先日、なんとか手に入れた大森さんの「サルヒ」から少しだけ。
今年の夏にモンゴルに行かれたときの写真と短歌で構成されています。
モンゴル語で「風」を意味する「サルヒ」には
大草原の景色が広がっています。

唇もとのオカリナにゆびを集めつつわたしは誰かの風紋でいい  *唇=くち

攻めなければ、感情の丘。

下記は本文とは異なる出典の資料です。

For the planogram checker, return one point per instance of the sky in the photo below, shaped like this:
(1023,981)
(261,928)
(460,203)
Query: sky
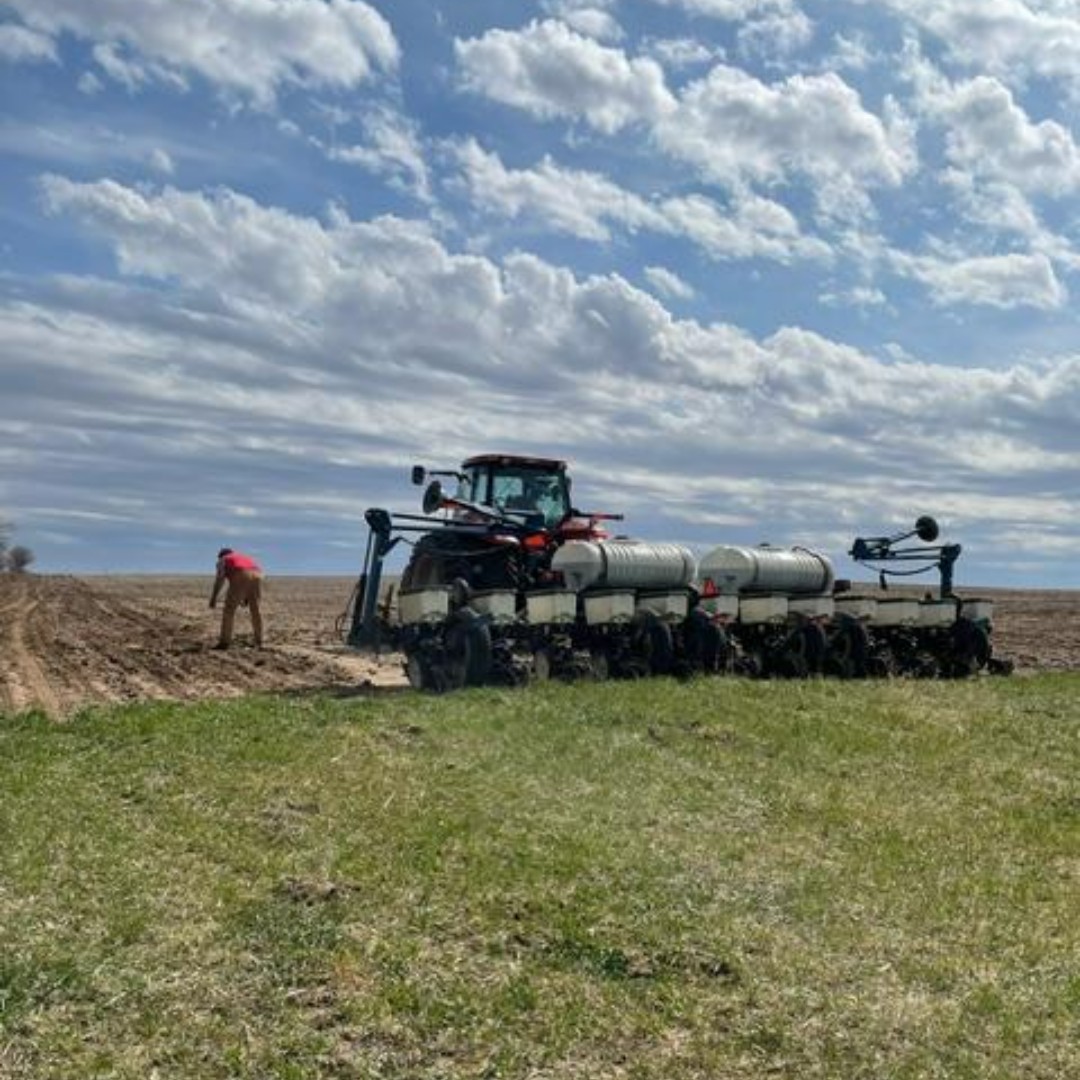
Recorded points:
(786,271)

この靴をこころのように履きふるしつつ  

この夏を痺れるばかりに遠くして帽子は何の墓なのだろう 

風が通った後にできる美しい風紋。
「誰かの風紋でいい」というさしだすような言い方で
他のものからの影響を受け入れるような覚悟があります。
オカリナ、というとても素朴な楽器を選択している点も魅力的。

二首目は初句から二句がとても面白い一首。
のどかな草原や遠くの丘。
日本とは全く違う空間のなかで
駆り立てられるような気持ちもあったのかもしれない。
足になじんでくたびれていく靴と心の組み合わせに
なんだかしみじみしてしまう。

「サルヒ」に収められている写真は、大きく空と地に二分されています。
本当に見渡す限りの草原と、人と動物たちの暮らし。
数日間の滞在だから、後からみると余計にまばゆいのかもしれない。
「帽子」という頭にかぶるアイテムが
「墓」と結びつくことで、
どうしても遠ざかってしまう記憶を哀惜しているようです。